12th Minister of Department of Health of the Republic of China
- In office 26 September 2008 – 6 August 2009
- Preceded by: Lin Fang-yue
- Succeeded by: Yang Chih-liang

Personal details
- Born: 29 June 1950 (age 75) Dadaocheng, Datong, Taipei, Taiwan
- Party: Kuomintang
- Education: National Taiwan University (MB, MPH) Harvard University (MS)

= Yeh Ching-chuan =

Taiwanese physician and epidemiologist (born 1950)

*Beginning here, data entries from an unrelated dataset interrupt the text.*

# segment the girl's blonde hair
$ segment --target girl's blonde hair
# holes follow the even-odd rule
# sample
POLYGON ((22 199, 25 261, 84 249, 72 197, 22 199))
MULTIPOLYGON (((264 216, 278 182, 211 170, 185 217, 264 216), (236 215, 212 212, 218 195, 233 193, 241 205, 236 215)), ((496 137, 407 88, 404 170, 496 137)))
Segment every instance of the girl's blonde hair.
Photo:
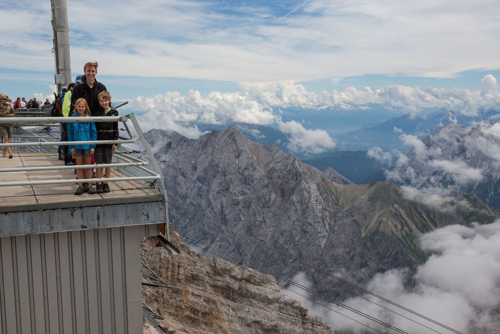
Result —
POLYGON ((85 99, 83 98, 80 98, 80 99, 77 100, 76 102, 74 103, 75 109, 76 109, 76 106, 80 104, 80 103, 83 103, 84 105, 85 106, 85 112, 84 113, 84 115, 86 116, 88 116, 90 114, 90 108, 88 108, 88 105, 87 104, 87 101, 86 100, 85 100, 85 99))

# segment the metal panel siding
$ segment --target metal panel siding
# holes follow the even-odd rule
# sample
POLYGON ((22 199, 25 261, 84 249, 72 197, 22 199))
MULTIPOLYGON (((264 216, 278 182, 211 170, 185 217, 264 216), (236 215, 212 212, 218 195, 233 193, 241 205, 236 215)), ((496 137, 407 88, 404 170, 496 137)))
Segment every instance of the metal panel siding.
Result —
POLYGON ((85 332, 85 295, 84 293, 84 266, 82 263, 82 238, 83 232, 74 231, 71 233, 71 245, 73 257, 72 258, 72 271, 73 274, 73 286, 74 290, 72 300, 73 317, 74 317, 74 329, 76 333, 85 332))
MULTIPOLYGON (((34 322, 33 327, 37 333, 45 332, 45 305, 44 298, 44 280, 42 262, 42 244, 40 234, 30 235, 28 238, 31 247, 31 267, 32 272, 33 299, 34 306, 34 322)), ((2 239, 0 239, 2 242, 2 239)))
POLYGON ((30 321, 20 322, 21 333, 29 334, 31 329, 31 307, 30 305, 30 285, 28 283, 28 266, 26 256, 26 237, 18 236, 16 240, 16 250, 17 255, 17 275, 19 281, 18 286, 26 286, 28 288, 18 288, 19 293, 19 309, 20 319, 30 318, 30 321))
MULTIPOLYGON (((1 246, 2 245, 0 245, 1 246)), ((2 261, 2 247, 0 247, 0 268, 4 267, 4 262, 2 261)), ((7 329, 6 328, 6 323, 5 315, 5 294, 4 292, 4 271, 0 270, 0 329, 2 332, 6 333, 7 329)))
POLYGON ((125 227, 125 262, 126 266, 127 311, 128 332, 136 333, 142 330, 142 290, 140 285, 140 263, 139 238, 144 233, 142 226, 125 227))
POLYGON ((0 330, 142 333, 139 238, 156 229, 0 237, 0 330))
POLYGON ((87 324, 90 332, 99 333, 99 309, 100 304, 98 303, 96 268, 96 239, 94 231, 87 230, 85 234, 85 251, 86 255, 87 300, 89 315, 89 323, 87 324))
POLYGON ((111 331, 111 294, 110 293, 110 263, 108 261, 108 230, 102 228, 96 231, 98 233, 99 275, 100 283, 100 305, 102 330, 104 333, 111 331))
MULTIPOLYGON (((111 242, 114 246, 111 253, 112 257, 113 284, 114 300, 116 305, 124 305, 124 290, 125 288, 124 277, 122 275, 122 268, 124 267, 124 258, 122 251, 122 238, 120 230, 122 229, 112 228, 111 242)), ((124 307, 116 307, 114 310, 114 327, 117 333, 125 332, 125 311, 124 307)))
POLYGON ((4 292, 5 295, 6 333, 18 332, 16 319, 16 299, 14 296, 14 275, 12 265, 12 238, 2 240, 2 271, 4 274, 4 292))

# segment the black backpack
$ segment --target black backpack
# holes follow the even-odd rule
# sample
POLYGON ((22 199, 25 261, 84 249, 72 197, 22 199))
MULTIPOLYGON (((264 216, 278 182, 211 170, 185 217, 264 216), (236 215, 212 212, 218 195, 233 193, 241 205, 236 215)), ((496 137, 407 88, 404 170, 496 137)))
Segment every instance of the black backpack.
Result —
POLYGON ((54 93, 54 97, 56 98, 54 102, 48 105, 45 109, 44 116, 46 117, 60 117, 62 116, 62 112, 61 110, 61 97, 54 93))

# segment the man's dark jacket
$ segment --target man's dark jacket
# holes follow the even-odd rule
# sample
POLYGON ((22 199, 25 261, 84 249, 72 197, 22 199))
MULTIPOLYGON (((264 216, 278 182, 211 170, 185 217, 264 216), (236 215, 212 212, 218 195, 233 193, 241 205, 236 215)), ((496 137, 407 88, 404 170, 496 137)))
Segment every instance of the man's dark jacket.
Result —
POLYGON ((98 82, 97 80, 94 81, 94 84, 92 88, 87 85, 86 81, 84 81, 75 86, 71 95, 71 106, 70 107, 69 116, 70 116, 74 113, 74 103, 80 98, 84 98, 87 101, 88 108, 90 110, 90 116, 97 116, 96 114, 98 113, 100 109, 97 95, 106 90, 106 86, 100 82, 98 82))

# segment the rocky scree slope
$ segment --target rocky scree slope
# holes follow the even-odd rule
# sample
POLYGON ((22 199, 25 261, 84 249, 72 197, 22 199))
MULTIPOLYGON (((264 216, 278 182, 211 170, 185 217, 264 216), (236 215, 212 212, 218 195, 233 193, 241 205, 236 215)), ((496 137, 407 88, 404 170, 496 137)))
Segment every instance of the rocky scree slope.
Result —
MULTIPOLYGON (((158 321, 167 332, 333 333, 280 293, 272 277, 192 252, 175 232, 171 240, 180 255, 170 255, 149 238, 141 244, 142 259, 172 287, 142 287, 143 301, 164 318, 158 321)), ((144 331, 158 332, 146 322, 144 331)))
MULTIPOLYGON (((170 200, 331 273, 366 281, 424 259, 422 232, 466 218, 406 200, 390 184, 338 184, 319 170, 234 128, 198 139, 152 130, 170 200)), ((344 182, 346 183, 346 182, 344 182)), ((169 206, 176 228, 291 278, 307 268, 169 206)), ((336 282, 308 274, 315 289, 345 296, 336 282)))
POLYGON ((408 162, 396 166, 388 174, 390 176, 400 179, 400 184, 474 192, 482 201, 500 211, 500 123, 492 125, 485 121, 470 127, 448 125, 422 142, 423 150, 410 150, 406 155, 408 162), (482 177, 468 180, 463 173, 460 177, 458 171, 444 168, 442 161, 462 164, 460 169, 464 173, 466 168, 476 169, 482 177))

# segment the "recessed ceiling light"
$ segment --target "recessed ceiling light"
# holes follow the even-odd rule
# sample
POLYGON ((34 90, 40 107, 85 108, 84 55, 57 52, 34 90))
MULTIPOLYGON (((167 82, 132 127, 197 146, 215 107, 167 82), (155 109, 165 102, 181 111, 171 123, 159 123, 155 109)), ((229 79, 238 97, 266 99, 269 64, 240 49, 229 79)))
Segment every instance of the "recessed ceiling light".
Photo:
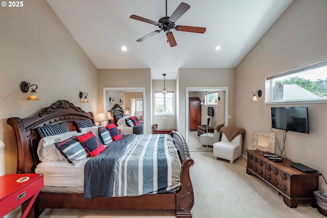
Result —
POLYGON ((221 49, 221 46, 219 46, 219 45, 218 45, 217 46, 216 46, 216 47, 215 48, 215 50, 216 51, 219 51, 219 50, 220 50, 221 49))

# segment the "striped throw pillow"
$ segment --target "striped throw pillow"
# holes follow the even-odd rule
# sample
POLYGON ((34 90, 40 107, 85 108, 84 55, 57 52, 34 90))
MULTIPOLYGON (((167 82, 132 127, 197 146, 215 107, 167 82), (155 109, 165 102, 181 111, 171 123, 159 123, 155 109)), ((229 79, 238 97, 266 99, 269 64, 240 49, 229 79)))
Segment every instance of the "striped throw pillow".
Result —
POLYGON ((109 132, 109 130, 107 127, 101 127, 99 128, 99 132, 100 133, 101 138, 103 141, 105 147, 109 144, 112 141, 112 138, 109 132))
POLYGON ((128 126, 129 127, 133 127, 134 126, 134 124, 133 123, 133 122, 131 119, 130 117, 126 118, 125 120, 126 120, 126 124, 127 124, 127 126, 128 126))
POLYGON ((110 135, 111 136, 111 138, 113 139, 114 141, 116 141, 119 139, 123 138, 123 136, 121 134, 120 132, 119 132, 119 130, 114 124, 110 124, 109 125, 107 125, 107 128, 109 130, 109 132, 110 133, 110 135))
POLYGON ((95 157, 106 148, 103 146, 92 132, 77 136, 91 157, 95 157))
POLYGON ((84 120, 75 121, 79 129, 94 127, 94 124, 89 118, 84 120))
POLYGON ((60 142, 56 142, 55 146, 62 155, 67 158, 68 162, 74 165, 89 156, 77 136, 73 136, 60 142))
POLYGON ((67 123, 64 122, 61 124, 38 127, 37 130, 41 137, 43 138, 45 136, 51 136, 69 132, 69 129, 67 123))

Yeh Ching-chuan (葉金川 (Yè Jīnchuān); born 29 June 1950) is a Taiwanese physician and epidemiologist.

==Education==
Yeh attended medical school at National Taiwan University, where he graduated with a Bachelor of Medicine (M.B.) in 1975 and a Master of Public Health (M.P.H.) in 1977. He then pursued graduate studies in the United States at Harvard University, where he earned a Master of Science (M.S.) in epidemiology from the Harvard School of Public Health in 1981.

==Political career==
Yeh served as deputy mayor of Taipei under Ma Ying-jeou, and was named a deputy secretary general of the presidential office at the start of Ma's first presidential term in 2008. He later replaced Lin Fang-yue as health minister in September 2008. In May 2009, the 2009 flu pandemic reached Taiwan. Before it abated, Yeh resigned his position on 3 August to run for the Hualien County magistracy, but lost a primary to Tu Li-hua.

In 2014, he was selected to lead a committee that explored possible changes to the National Health Insurance program. Yeh later chaired the Taiwan Blood Services Foundation, resigning the position in 2017.